Currently HEAB has a reciprocal agreement with the state of Minnesota along with various agreements between some Technical Colleges and neighboring counties in bordering states. The board will examine whether or not to expand participation in reciprocal agreements with other states or to expand existing agreements.

HEAB has begun the development of a policy and procedure manual that can be used by administrators within the colleges and universities that participate in the programs HEAB administers. This will be completed along with an internal policy and procedure manual to be used by HEAB staff members.

Numerous technological related initiatives began during the last biennial period that will be completed during the 1999-2001 biennial period. First, the Y2K conversion will be complete prior to the year 2000. The conversion of smaller programs HEAB administers from a mainframe system to a PC system will continue to occur over the next two years. In an effort to further eliminate paper and to provide quicker response, paper notification lists that are sent to the college and university financial aid administrators will be offered in electronic form to all schools. Work on providing an advantis hook-up to financial aid administrators in order to provide data to schools on a daily basis has already begun. It is expected that this service will be made available within the 1999-2001 period. Work has also begun on developing an electronic application for the Minnesota-Wisconsin Reciprocity Program. Once implemented, the electronic application concept will also be applied to other programs HEAB administers. Since more colleges and universities are moving to individual student accounts, HEAB will investigate and potentially implement the option of electronically transferring funds what is referred to as EFT. The agency will continue to review all of its computer applications and make changes as necessary in order to provide the best service possible.

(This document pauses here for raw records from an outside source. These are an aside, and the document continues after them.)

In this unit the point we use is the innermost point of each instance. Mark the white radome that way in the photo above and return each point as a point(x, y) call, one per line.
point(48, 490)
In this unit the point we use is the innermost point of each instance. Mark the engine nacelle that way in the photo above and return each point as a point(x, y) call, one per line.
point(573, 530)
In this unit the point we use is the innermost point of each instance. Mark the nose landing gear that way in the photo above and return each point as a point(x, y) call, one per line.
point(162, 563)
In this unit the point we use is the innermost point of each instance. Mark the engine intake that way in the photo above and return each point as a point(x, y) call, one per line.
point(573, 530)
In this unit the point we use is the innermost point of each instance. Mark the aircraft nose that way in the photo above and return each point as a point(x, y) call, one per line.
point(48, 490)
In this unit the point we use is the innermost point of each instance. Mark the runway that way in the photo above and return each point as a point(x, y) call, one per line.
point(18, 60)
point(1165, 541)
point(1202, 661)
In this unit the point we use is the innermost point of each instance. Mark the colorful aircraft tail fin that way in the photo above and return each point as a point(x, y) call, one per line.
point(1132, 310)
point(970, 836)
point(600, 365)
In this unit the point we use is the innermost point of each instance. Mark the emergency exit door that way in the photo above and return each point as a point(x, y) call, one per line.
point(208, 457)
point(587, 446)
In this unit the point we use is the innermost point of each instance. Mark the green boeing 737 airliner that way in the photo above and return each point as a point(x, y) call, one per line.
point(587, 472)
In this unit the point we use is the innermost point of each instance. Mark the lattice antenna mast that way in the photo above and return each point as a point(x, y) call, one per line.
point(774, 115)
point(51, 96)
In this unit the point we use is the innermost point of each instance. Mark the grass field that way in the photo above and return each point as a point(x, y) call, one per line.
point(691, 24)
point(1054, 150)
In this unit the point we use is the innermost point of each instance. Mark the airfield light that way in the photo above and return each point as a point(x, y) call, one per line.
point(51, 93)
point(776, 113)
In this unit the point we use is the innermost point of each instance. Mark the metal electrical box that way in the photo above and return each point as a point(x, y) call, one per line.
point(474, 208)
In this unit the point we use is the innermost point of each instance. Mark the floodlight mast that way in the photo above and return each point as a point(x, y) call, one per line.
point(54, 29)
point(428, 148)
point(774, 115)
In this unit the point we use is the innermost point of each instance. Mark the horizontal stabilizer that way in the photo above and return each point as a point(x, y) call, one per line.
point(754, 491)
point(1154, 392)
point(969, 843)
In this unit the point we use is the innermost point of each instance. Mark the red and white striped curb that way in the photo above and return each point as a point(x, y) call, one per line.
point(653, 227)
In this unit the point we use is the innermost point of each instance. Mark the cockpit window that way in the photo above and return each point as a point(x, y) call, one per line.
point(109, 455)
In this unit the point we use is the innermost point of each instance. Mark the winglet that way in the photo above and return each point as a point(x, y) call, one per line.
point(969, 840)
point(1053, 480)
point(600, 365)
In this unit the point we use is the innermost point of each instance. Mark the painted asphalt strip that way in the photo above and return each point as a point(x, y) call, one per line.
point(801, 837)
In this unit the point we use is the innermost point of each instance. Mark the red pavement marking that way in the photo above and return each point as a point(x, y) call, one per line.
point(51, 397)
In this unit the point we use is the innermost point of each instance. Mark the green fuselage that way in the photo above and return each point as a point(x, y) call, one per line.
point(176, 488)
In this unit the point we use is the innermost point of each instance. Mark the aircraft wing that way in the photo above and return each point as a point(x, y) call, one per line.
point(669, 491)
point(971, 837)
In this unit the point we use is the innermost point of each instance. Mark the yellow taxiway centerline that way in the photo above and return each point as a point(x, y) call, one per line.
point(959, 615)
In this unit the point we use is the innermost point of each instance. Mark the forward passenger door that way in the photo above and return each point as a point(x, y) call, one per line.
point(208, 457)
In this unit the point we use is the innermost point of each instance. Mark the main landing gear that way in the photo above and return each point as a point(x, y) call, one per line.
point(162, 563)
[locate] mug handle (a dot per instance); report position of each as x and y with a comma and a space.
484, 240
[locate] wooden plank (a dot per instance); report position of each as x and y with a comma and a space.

HEAB has always collected and analyzed data related to postsecondary education student financial aid. The agency expects to expand this area in 1999-2001.

The agency made a significant effort during the 1997-1999 period to provide training for staff members. This effort will continue during the next two years. The agency also encourages the utilization of Alternative Work Patterns (AWP) such as flex-time, part-time, and shared time schedules to increase productivity, extend services, reduce absenteeism, improve employee morale, allow for employee development and to maximize energy conservation through ride sharing and use of mass transit systems. The agency recognizes AWP schedules may provide opportunities for individuals to productively utilize their skills, talents, and abilities. It recognizes that a traditional full-time work schedule may not meet the needs of individuals who, due to age, health or family circumstances, find such a schedule in conflict with responsibilities outside of work. The agency has an AWP policy that is supported by AWP related statutes and rules.